Lymphatic System

This is the first time we have mentioned the lymphatic
system so we need to consider an overview of the system to
understand how it works. Without going into a detailed description,
the following diagram shows the general makeup of a lymph node
and its afferent and efferent vessels. The lymphatic system is
part of the vascular system but it is very special in its
ability to take in larger particles than the vascular system
(i.e., bacteria, cancer cells, carbon). It is also part of
the immune system of our body and, therefore, serves as a
first line of protection against foreign bodies. This protection is
subserved by cells of the immune system.

In general, lymph is picked up peripherally from
blind-ended vessels. These vessels are the afferents that lead
to the lymph nodes. When the nodes are reached, the lymph
percolates through a reticulum and is exposed to immune cells. The
lymph then leaves the node by way of efferent vessels which
may lead to another node or group of nodes, and re-exposed
to immune cells. The efferent vessels from the last group of
nodes then become larger and are called lymph trunks. The
lymph trunks finally join to form lymph ducts. There are two
lymph ducts and they are located in the neck. On the
right side, the jugular and subclavian trunks join to form the
right lymphatic duct. On the left side, the jugular and subclavian
trunks empty into the thoracic duct. The two ducts then enter
the venous system at the junction of the jugular vein and
subclavian vein which become the brachiocephalic veins.

typical lymph node

Axillary Lymph Nodes

The last of the axillary contents are the axillary lymph nodes.
Lymph from the upper limb, shoulder and scapular regions, pectoral region
(including the mammary gland) and upper abdomen drain through the axillary
nodes.

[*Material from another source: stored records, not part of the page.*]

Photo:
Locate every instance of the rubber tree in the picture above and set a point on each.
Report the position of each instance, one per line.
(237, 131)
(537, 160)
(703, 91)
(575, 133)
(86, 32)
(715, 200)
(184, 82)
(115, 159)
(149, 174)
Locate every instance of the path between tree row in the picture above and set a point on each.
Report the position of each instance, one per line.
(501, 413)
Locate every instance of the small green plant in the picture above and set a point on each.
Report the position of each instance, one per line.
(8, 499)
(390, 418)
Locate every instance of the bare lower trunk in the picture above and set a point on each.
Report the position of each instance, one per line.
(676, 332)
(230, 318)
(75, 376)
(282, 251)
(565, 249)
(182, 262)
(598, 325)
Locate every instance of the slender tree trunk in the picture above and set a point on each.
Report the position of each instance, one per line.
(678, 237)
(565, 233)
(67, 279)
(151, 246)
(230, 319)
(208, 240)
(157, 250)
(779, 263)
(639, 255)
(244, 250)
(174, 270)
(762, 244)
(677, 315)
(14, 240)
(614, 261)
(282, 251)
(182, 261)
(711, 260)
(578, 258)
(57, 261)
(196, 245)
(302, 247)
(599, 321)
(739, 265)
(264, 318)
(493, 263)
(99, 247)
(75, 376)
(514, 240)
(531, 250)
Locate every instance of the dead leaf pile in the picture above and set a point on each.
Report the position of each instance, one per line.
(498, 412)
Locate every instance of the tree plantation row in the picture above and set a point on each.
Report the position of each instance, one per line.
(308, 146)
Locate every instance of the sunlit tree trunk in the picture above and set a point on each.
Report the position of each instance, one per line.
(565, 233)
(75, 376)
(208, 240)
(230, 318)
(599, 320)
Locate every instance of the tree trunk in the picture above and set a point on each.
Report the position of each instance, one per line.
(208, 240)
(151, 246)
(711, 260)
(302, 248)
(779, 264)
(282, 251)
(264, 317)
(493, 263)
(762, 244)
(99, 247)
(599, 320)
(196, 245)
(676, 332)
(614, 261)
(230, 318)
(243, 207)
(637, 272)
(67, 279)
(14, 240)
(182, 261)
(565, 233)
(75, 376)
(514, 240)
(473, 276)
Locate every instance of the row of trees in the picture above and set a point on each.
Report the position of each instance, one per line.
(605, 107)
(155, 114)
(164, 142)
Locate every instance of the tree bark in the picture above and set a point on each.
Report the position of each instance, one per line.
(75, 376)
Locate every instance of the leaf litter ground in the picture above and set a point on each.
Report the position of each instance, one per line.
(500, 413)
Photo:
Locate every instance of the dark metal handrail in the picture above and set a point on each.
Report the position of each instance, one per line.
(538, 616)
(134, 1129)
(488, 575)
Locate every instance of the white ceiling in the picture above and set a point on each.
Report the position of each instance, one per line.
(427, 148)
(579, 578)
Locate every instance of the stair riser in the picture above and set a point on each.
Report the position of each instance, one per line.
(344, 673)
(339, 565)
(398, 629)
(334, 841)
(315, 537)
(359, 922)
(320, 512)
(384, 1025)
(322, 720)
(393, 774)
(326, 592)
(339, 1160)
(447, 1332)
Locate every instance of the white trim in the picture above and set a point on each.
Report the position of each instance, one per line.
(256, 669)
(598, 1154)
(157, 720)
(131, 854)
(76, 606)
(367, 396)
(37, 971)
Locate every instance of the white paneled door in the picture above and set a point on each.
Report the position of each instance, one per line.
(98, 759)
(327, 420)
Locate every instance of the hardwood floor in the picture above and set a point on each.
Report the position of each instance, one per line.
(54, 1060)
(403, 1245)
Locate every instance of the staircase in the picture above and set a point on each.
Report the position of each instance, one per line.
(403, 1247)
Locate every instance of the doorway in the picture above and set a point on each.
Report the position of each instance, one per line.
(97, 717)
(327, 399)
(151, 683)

There are some 15 to 20 nodes usually arranged into to five groups. The groups consist of:
  • A pectoral (anterior)
  • L lateral
  • P posterior
  • C central
  • Ap apical
axillary lymph nodes The efferent lymph vessels from the right group of axillary nodes finally forms into the subclavian lymphatic trunk which joins the jugular trunk to form the right lymphatic duct which empties into the venous system at the junction of the jugular and subclavian veins.
On the left side the subclavian lymphatic trunk empties into the thoracic duct and then into the venous system at the junction of the jugular and subclavian veins.